Le Quotidien d’Oran 10 septembre 2011
« Tous derrière le peuple puisque le peuple n’est pas derrière nous». C’est le slogan du régime et de ses petits-fils en ces jours de doute et de peur pour la peau et pas pour le drapeau. Le programme «tous unis, même si tous on n’est pas tous riches» vient d’être lancé pour éviter l’effet contagion du cas libyen. La recette ? Ancienne comme les fossiles : expliquer que l’Algérie est visée par un complot. Deux, appeler à la mobilisation contre un ennemie moyen, et crier au terrorisme dans le Sahel ; et trois, expliquer que le pétrole va être volé par des étrangers. Avec quel haut-parleur ? L’habituel Sidi Saïd qui vient de lancer l’idée d’un remake du CNSA (Comité national de sauvegarde de l’Algérie).

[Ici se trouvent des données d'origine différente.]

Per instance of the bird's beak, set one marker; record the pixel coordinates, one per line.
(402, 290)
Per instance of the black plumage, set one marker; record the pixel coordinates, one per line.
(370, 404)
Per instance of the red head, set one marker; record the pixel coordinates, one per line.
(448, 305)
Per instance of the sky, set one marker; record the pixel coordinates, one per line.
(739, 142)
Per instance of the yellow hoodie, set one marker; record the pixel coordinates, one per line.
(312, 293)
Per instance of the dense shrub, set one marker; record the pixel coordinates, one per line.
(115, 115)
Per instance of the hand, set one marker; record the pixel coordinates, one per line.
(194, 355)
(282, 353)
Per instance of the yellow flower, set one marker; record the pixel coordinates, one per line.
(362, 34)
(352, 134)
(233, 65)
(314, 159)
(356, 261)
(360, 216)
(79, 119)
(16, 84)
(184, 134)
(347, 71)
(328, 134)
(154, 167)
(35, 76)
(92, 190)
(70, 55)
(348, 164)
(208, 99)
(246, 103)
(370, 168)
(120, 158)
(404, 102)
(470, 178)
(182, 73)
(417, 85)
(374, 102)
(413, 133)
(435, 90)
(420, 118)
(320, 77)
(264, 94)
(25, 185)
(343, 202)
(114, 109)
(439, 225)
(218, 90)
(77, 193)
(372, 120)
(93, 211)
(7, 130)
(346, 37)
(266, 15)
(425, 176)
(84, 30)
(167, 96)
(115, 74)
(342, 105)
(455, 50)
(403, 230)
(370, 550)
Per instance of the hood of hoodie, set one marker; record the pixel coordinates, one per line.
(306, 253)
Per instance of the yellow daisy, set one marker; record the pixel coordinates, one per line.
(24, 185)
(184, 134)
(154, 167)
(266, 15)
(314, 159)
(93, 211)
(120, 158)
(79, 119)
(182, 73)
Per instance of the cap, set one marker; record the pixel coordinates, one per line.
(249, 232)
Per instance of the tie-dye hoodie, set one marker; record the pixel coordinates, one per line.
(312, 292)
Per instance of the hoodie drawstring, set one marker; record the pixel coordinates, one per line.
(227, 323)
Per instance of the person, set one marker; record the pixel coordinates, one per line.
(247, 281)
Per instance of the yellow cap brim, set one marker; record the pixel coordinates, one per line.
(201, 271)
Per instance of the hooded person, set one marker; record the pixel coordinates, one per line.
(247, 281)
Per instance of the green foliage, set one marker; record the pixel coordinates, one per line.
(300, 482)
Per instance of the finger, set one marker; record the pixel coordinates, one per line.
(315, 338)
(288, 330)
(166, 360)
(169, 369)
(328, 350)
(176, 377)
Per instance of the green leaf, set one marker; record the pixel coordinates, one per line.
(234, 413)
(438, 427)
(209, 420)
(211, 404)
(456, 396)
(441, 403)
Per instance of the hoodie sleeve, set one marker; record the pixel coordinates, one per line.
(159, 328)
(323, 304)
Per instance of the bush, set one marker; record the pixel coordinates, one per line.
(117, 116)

Le CNSA avait servi à stopper la montée programmée du FIS durant les années 90 et peut servir aujourd’hui à rappeler ce souvenir. La ruse est habile : il s’agit de réactiver le traumatisme des années 90 en parlant du cas libyen et de présenter le régime comme seule barrage possible, comme à cette époque. Pour le sous-titrage, Sidi Saïd ne va pas chercher loin, là aussi, en terme de créativité : la métaphore est celle déjà usée par Boumediene, avocat de la souveraineté nationale par les hydrocarbures.
Que dit Sidi ? «Le pétrole qui est imbibé du sang des martyrs de la guerre de libération nationale et du sang de ceux qui ont défendu l’Algérie contre le terrorisme et que personne ni aucune génération ne peut trahir». Le paradoxe est le même depuis Boumediene : si le pétrole est le sang du martyrs, comment peut-on le vendre dans des barils ? Le Régime n’est-il pas coupable de la plus haute trahison, vendre le sang des martyrs, et nous de la plus haute infamie, en manger chaque jour ? Bien sûr, on n’a pas été consultés quand il s’agissait des grands contrats pétroliers et des grandes concessions, on n’est pas autorisés à se promener près des puits ni dans les comptes de Sonatrach, on ne nous dit rien de ce qu’a fait Chakib Khellil ou pas, mais quand il s’agit de défendre le pétrole, on nous rameute comme un bouclier humain.
Ensuite ? Ensuite Sidi Saïd si peu élu, depuis si longtemps subi, qui n’a rien dit sur rien depuis des mois, ose des définitions de la politique, appelant les Algériens à «se dresser contre toutes velléités d’exportation vers notre pays d’une démocratie définie dans des laboratoires étrangers». La raison ? «On n’en veut pas ! L’Algérie a des traditions ancestrales dans ce domaine, elle les défendra jusqu’au bout !» Quelles traditions ? La fraude, le bourrage d’urnes, l’usage du syndicat comme caisse noire et comme berger électoral, le filtrage des candidatures à la source, le verrouillage de l’ENTV et la matraque et le téléphone en guise de Justice. Faisant dans la poésie, Sidi expliquera à la fin, sans pensée pour les milliers de travailleurs algériens du textile réduit à coudre des souvenirs, que «c’est déjà beaucoup qu’ils nous exportent leur friperie, nous ne voulons pas de leur démocratie !» Que faut-il penser de cette préhistoire qui veut faire l’histoire ? Ce que vous pensez déjà : on nous prend encore pour des moutons. Il y a, comme dit plus haut, un usage ridicule du bouclier humain pour éviter les bombardements ciblés. Le régime essaye de nous rassembler autour de lui pour se faire passer pour nous. La seule différence est donc dans les habits. Vue du ciel, on peut reconnaître le peuple habillé de friperie et le régime habillé d’une fausse démocratie. Facile à cibler donc. Pour le reste, il ne faut même s’étonner de voir Sidi Saïd ne rien dire sur souveraineté habillée de friperie, 50 ans après l’indépendance et beaucoup dire sur la démocratie qu’il veut combattre.